SetConstraintType(integer type)
This action sets whether the solver is going to be a friction solver or a contact solver.
Parameters
- integer type: whether the solver is going to be a friction solver or a contact solver.
SetContactNormal(Libraries.Compute.Vector3 normal)
This action sets the collision normal between two colliding objects.
Parameters
- Libraries.Compute.Vector3: the collision normal between two colliding objects.

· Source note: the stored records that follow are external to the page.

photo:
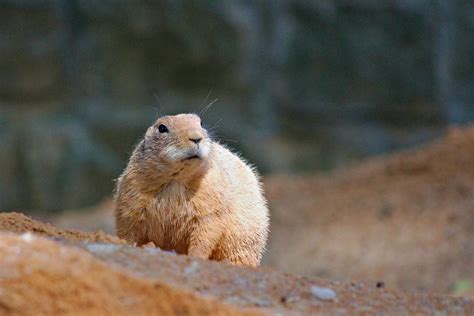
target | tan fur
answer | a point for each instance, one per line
(210, 207)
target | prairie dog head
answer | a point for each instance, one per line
(175, 146)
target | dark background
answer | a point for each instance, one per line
(301, 85)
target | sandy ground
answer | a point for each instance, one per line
(404, 222)
(44, 276)
(406, 219)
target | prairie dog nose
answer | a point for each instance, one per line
(195, 136)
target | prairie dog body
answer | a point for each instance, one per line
(186, 193)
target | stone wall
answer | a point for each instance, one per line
(302, 85)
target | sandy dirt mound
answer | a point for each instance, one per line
(52, 277)
(38, 276)
(406, 219)
(19, 223)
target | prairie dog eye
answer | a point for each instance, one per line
(162, 129)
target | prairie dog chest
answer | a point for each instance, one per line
(170, 216)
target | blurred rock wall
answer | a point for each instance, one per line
(302, 85)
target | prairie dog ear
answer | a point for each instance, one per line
(150, 131)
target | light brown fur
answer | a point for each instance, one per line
(210, 206)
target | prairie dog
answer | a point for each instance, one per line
(187, 193)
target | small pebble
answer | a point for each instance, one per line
(323, 293)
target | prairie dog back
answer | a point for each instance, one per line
(186, 193)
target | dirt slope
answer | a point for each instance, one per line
(38, 276)
(70, 276)
(406, 219)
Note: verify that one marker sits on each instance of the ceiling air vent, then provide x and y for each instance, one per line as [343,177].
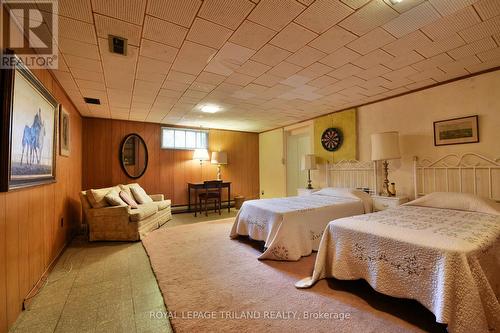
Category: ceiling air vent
[117,45]
[90,100]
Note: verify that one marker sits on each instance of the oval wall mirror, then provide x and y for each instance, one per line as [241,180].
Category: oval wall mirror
[134,156]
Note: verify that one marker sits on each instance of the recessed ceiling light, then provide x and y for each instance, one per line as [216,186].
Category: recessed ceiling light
[210,108]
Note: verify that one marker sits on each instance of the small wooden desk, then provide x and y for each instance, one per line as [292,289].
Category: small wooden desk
[201,186]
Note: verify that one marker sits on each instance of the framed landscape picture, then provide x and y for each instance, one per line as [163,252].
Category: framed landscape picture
[27,130]
[64,133]
[456,131]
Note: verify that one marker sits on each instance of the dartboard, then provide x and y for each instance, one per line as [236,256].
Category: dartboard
[332,139]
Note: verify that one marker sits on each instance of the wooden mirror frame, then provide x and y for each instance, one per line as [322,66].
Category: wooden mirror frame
[146,155]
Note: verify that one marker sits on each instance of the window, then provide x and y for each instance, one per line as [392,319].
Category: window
[180,138]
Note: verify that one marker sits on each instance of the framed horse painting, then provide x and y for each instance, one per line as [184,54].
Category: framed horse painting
[28,130]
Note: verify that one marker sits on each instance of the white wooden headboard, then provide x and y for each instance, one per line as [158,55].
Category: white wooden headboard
[353,174]
[469,173]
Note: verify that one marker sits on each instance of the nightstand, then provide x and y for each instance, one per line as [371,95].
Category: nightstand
[305,191]
[383,203]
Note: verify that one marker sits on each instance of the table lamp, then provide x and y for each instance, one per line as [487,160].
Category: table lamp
[309,163]
[385,146]
[219,158]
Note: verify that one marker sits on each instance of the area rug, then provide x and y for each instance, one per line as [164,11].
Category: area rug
[211,283]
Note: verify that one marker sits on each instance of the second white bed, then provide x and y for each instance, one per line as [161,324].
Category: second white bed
[292,227]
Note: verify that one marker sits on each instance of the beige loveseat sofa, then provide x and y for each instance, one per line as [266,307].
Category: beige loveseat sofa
[122,223]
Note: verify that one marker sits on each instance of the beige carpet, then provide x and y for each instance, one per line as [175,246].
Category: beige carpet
[201,272]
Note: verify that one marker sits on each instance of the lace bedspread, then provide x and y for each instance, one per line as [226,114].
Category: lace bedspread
[448,260]
[291,227]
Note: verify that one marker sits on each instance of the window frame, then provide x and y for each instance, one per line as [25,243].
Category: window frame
[185,130]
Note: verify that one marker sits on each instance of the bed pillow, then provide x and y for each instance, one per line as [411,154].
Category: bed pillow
[140,195]
[113,199]
[459,201]
[348,193]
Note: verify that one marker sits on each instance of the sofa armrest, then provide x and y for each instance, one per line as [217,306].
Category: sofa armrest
[109,211]
[157,197]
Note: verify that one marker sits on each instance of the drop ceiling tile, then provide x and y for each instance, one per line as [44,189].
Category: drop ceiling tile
[333,39]
[240,79]
[211,78]
[267,80]
[371,41]
[323,14]
[127,10]
[77,9]
[340,57]
[433,62]
[322,81]
[284,69]
[373,58]
[345,71]
[481,30]
[404,60]
[293,37]
[83,63]
[266,13]
[407,43]
[441,46]
[488,8]
[180,12]
[253,68]
[106,26]
[374,14]
[450,25]
[252,35]
[355,4]
[76,30]
[473,48]
[77,48]
[412,20]
[84,84]
[448,7]
[163,31]
[158,51]
[87,75]
[271,55]
[229,13]
[490,55]
[228,59]
[192,58]
[209,34]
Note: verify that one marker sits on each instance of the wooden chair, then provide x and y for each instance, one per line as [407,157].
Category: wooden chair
[213,192]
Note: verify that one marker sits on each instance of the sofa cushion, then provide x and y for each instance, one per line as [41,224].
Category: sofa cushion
[97,197]
[140,195]
[162,204]
[113,198]
[143,212]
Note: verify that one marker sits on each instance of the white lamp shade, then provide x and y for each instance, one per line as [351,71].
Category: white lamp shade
[201,155]
[385,146]
[219,157]
[309,162]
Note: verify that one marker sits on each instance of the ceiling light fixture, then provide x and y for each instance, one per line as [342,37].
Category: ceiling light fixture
[210,109]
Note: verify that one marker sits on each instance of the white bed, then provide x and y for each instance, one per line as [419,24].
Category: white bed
[292,227]
[442,250]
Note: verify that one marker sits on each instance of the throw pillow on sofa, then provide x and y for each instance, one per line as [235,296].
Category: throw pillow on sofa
[113,199]
[140,195]
[128,199]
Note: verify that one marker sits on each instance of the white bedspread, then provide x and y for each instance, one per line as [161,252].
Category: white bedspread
[448,260]
[291,227]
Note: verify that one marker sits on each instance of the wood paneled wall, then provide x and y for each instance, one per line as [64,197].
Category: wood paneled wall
[31,234]
[168,171]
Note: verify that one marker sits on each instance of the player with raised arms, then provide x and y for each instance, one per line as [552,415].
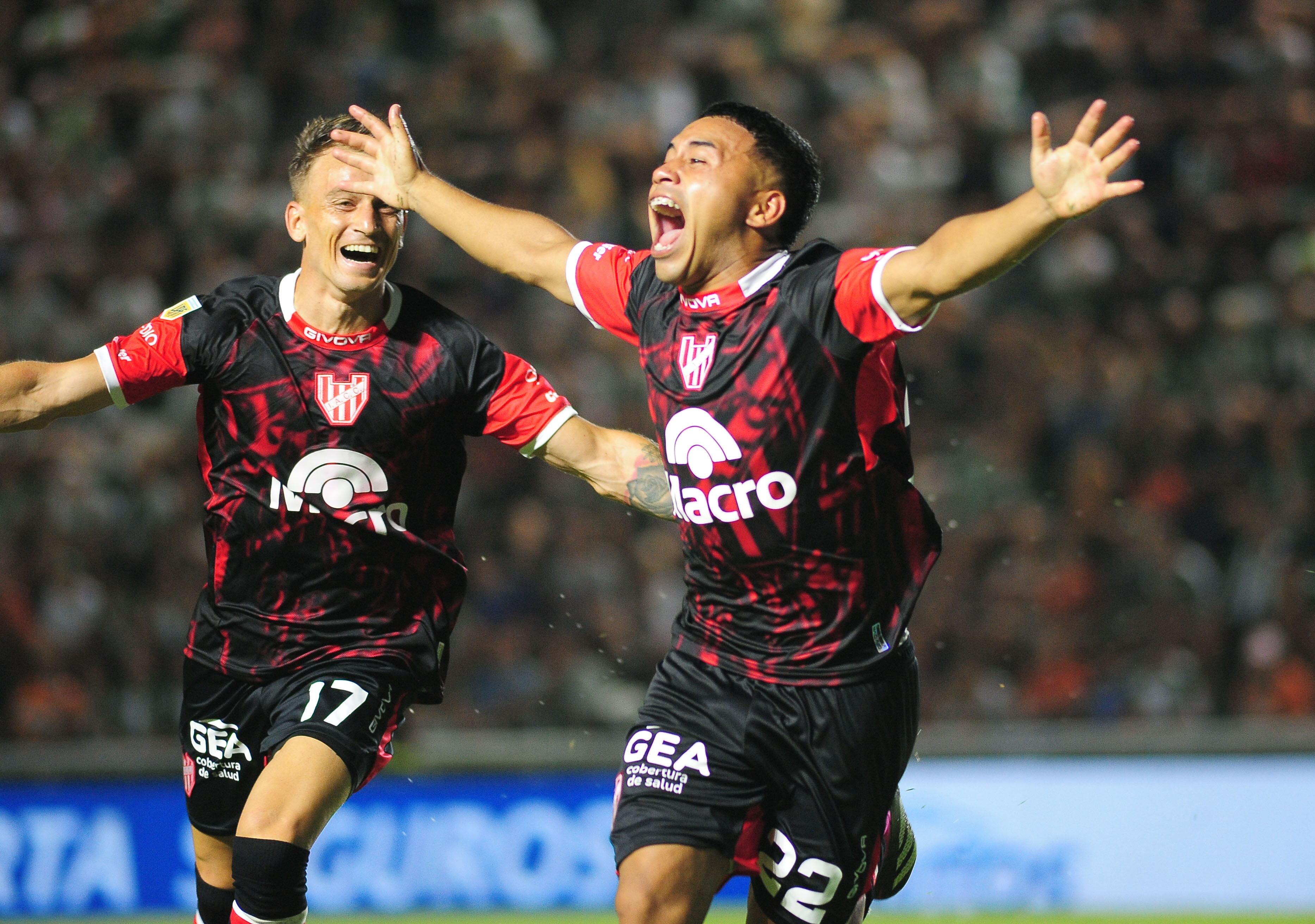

SetFriction(number friction)
This action sets the friction between the two colliding objects.
Parameters
- number friction: The coefficient of friction.
SetFrictionIndex(integer index)
This action sets the friction index.
Parameters
- integer index: the friction index
SetJacobianDiagonalABInverse(number jacobian)
This action sets a number that is used to scale the impulse that is used to avoid penetration of the two objects and the impulse that is used to move the two objects apart. These impulses will be applied along the collision normal between the two objects.
Parameters
SetOriginalContactPoint(Libraries.Game.Collision.CollisionPoint3D contactPoint)
This action stores a collision point inside this SolverConstraint3D class.
Parameters
- Libraries.Game.Collision.CollisionPoint3D: a collision point inside this SolverConstraint3D class.
SetPenetration(number penetration)
This action records what the current penetration between the two objects is.
Parameters
- number penetration: The current penetration between the two objects is.
SetRelativePosition1CrossNormal(Libraries.Compute.Vector3 vector)
This action sets the cross product of a vector from the collision point to the center of the first object and the collision normal.
Parameters
- Libraries.Compute.Vector3: cross product of a vector from the collision point to the center of the first object and the collision normal.
SetRelativePosition2CrossNormal(Libraries.Compute.Vector3 vector)
This action sets the cross product of a vector from the collision point to the center of the second object and the collision normal.
Parameters
- Libraries.Compute.Vector3: the cross product of a vector from the collision point to the center of the second object and the collision normal.
SetRestitution(number restitution)
This action sets the restitution between the two colliding objects.
Parameters
- number restitution: The coefficient of restitution.